Open vs Closed Information
In chess, the game is open information: every piece, every move, and every outcome can be calculated if you’re skilled enough. There’s no hidden factor.
In TCGs like Riftbound, the game is closed information: you don’t know your opponent’s exact hand or draws, and probabilities are baked into every decision.
That hidden layer makes risk tolerance one of the most important skills separating good players from great ones — and in this guide, I’ll share my own rules and philosophies around it that you can apply instantly to sharpen your gameplay.
1. The General Rule
Very simple, take your high chances, avoid the low chances.
On the surface, this sounds obvious, but in practice, this is where most players slip.
Why? Because in the moment, emotion overrides math. It’s easy to:
- Chase a flashy low-odds play because it feels like it could win now.
- Avoid a 60% line because you just “lost to it last game.”
- Forget that consistency across hundreds of games is what actually drives winrate.
If you always take the higher-percentage line, even when it doesn’t work out in the short term, the long-term results will carry you upward.
2. Knowing When to Take Low Chances
The general rule says avoid low-odds plays.
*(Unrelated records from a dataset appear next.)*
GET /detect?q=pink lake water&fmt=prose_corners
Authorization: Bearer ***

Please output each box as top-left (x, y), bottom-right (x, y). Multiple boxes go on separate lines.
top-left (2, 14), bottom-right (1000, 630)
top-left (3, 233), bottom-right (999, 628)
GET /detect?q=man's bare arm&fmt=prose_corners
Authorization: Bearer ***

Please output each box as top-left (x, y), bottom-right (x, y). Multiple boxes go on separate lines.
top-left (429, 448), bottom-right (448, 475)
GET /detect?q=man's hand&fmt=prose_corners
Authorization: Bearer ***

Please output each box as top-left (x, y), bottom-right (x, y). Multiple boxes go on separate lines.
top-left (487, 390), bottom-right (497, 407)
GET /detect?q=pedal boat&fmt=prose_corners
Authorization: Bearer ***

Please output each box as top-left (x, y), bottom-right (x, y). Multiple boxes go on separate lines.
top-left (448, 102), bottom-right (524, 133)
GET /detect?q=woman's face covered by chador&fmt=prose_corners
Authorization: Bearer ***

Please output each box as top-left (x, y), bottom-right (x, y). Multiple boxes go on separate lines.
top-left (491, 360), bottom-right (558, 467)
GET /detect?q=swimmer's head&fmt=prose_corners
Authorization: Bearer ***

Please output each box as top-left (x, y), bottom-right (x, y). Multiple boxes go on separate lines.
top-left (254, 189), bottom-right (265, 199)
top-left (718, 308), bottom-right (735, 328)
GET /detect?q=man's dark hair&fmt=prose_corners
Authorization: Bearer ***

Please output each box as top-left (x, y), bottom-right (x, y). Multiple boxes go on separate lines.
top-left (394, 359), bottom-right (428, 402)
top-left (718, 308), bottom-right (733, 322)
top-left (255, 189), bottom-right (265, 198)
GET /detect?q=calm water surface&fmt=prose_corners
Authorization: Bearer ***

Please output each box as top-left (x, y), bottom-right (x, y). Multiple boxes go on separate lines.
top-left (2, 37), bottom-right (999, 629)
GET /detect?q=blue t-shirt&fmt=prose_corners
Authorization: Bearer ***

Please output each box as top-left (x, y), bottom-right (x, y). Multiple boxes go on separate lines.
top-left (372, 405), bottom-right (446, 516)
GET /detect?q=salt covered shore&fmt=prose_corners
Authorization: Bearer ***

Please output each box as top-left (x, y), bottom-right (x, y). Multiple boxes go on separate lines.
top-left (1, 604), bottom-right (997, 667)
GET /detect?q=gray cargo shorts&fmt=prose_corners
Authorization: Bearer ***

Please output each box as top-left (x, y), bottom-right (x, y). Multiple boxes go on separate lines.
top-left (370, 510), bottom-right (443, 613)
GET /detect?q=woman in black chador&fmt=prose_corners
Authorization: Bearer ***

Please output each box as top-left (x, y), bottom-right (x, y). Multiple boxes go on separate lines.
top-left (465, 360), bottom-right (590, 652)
But true skill shows in the moments you break that rule.
Sometimes the correct move is gambling on a 20–30% line, not because it’s “good,” but because it’s the only path that wins. Examples include:
- Facing a bad matchup where safe lines just drag you into a guaranteed loss.
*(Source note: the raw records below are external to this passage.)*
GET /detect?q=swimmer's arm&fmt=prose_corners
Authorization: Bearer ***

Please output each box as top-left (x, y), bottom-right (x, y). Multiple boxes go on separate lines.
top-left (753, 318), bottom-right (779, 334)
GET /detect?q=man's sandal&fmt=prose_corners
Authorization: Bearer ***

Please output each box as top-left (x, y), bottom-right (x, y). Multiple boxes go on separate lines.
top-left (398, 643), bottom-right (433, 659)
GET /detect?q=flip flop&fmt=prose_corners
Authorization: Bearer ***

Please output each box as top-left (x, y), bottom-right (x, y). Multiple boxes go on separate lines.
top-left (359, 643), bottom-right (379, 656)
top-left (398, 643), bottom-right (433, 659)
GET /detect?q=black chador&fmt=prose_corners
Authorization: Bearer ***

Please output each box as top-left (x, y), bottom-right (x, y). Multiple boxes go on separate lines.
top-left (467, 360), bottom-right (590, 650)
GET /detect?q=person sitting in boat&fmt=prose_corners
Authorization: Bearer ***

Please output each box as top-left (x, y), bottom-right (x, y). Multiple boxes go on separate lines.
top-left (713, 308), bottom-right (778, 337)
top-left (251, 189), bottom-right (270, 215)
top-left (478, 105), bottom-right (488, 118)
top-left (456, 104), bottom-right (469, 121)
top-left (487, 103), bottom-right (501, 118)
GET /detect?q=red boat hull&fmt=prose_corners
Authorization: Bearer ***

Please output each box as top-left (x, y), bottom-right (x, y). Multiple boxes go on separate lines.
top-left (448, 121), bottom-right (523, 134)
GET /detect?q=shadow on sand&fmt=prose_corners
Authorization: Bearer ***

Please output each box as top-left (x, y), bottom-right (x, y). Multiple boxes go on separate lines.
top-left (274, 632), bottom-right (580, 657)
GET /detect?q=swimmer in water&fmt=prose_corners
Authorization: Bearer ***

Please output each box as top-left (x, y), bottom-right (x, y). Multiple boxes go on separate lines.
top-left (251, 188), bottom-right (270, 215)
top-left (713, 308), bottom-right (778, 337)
- Being behind on points and your opponent is threatening 6/7 points.
- A board state where you won’t get another opportunity
This is where risk tolerance truly separates average players from great ones. The ability to recognise when a low-chance line is actually the best chance you’ll ever have is what wins otherwise unwinnable games.
A lot of this skill stems from another skill I will write a guide on; Calculation.
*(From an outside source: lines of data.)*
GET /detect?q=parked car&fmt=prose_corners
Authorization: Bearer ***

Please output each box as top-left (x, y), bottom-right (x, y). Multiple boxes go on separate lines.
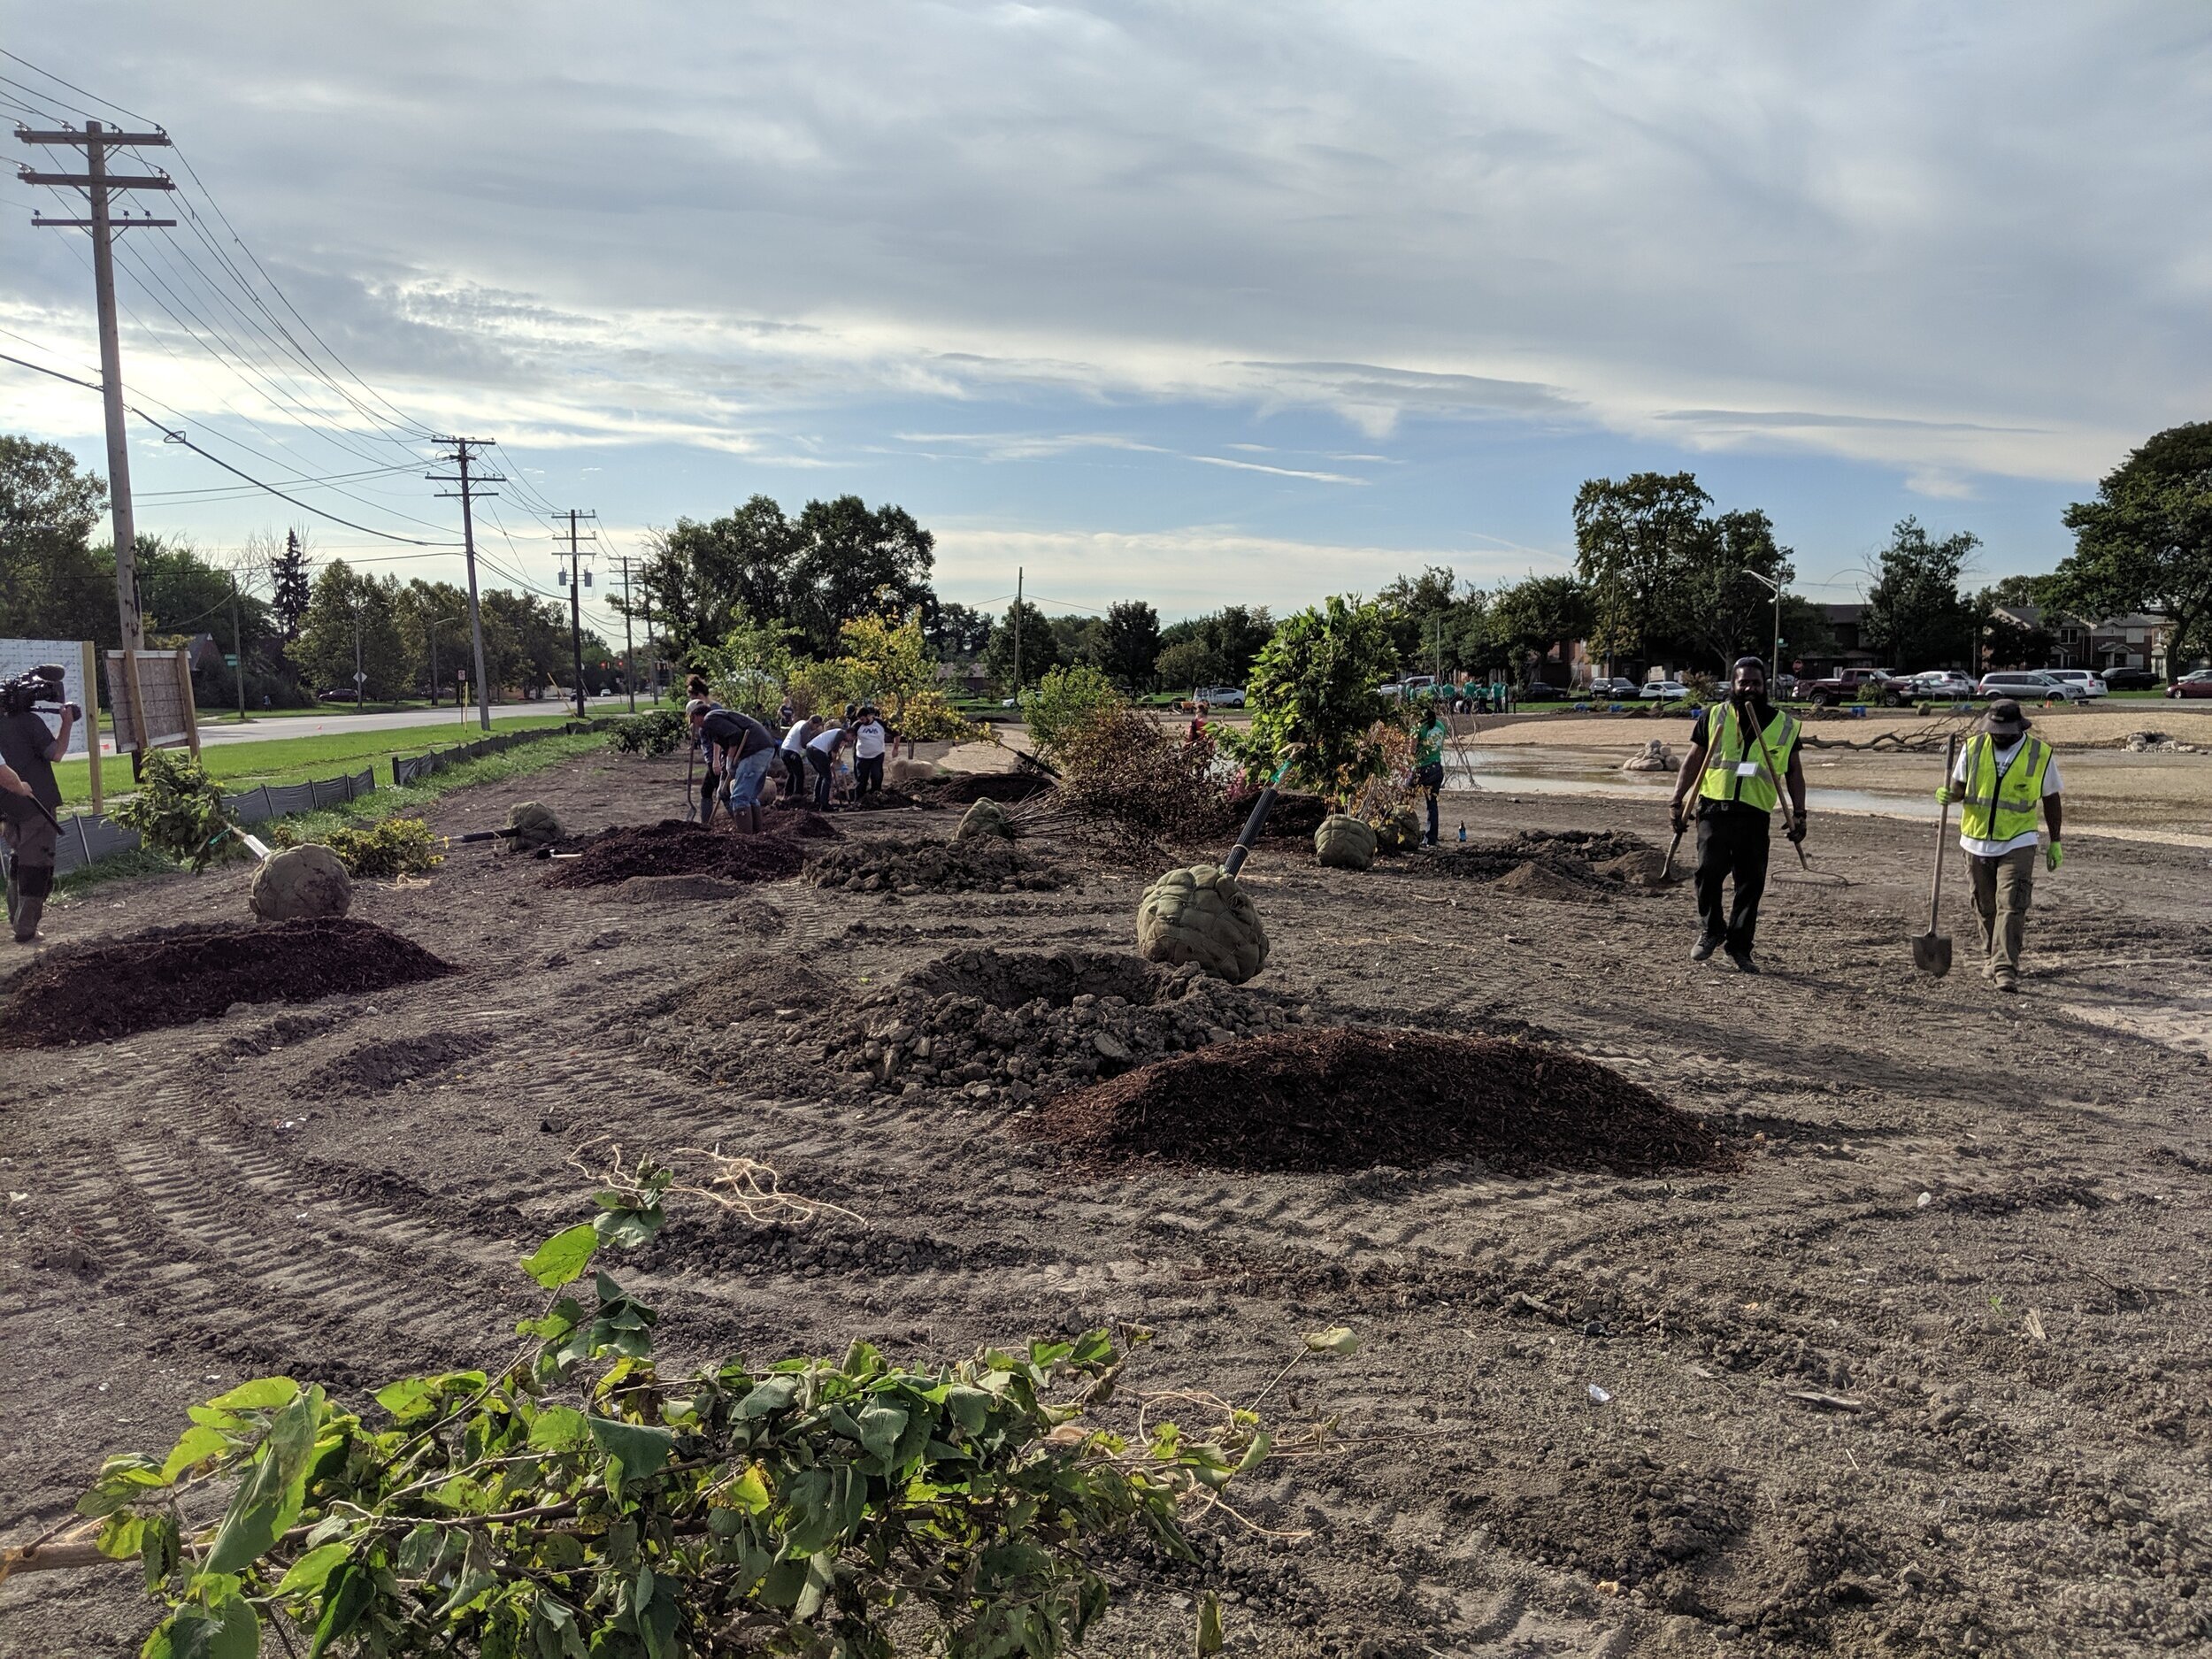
top-left (1801, 668), bottom-right (1908, 708)
top-left (1902, 671), bottom-right (1976, 700)
top-left (1640, 680), bottom-right (1692, 702)
top-left (2168, 670), bottom-right (2212, 699)
top-left (1977, 670), bottom-right (2087, 703)
top-left (1517, 681), bottom-right (1569, 702)
top-left (2042, 668), bottom-right (2108, 699)
top-left (1772, 673), bottom-right (1800, 700)
top-left (1194, 685), bottom-right (1247, 707)
top-left (318, 688), bottom-right (358, 703)
top-left (1588, 677), bottom-right (1640, 700)
top-left (2101, 666), bottom-right (2161, 691)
3. Risk Starts Before the Game
Risk tolerance doesn’t just happen on the board — it begins in how you build your deck.
The ratios you choose decide how often you’ll actually see your best cards and how many games you’ll be forced into risky lines.
- Running too few copies of key cards means you’re gambling every game on drawing them when needed.
- Running too many situational cards clogs hands and forces you into bad percentages during play.
Your ratios are your risk profile. Build to see your core cards often enough that you’re playing the game you planned, not the game luck handed you.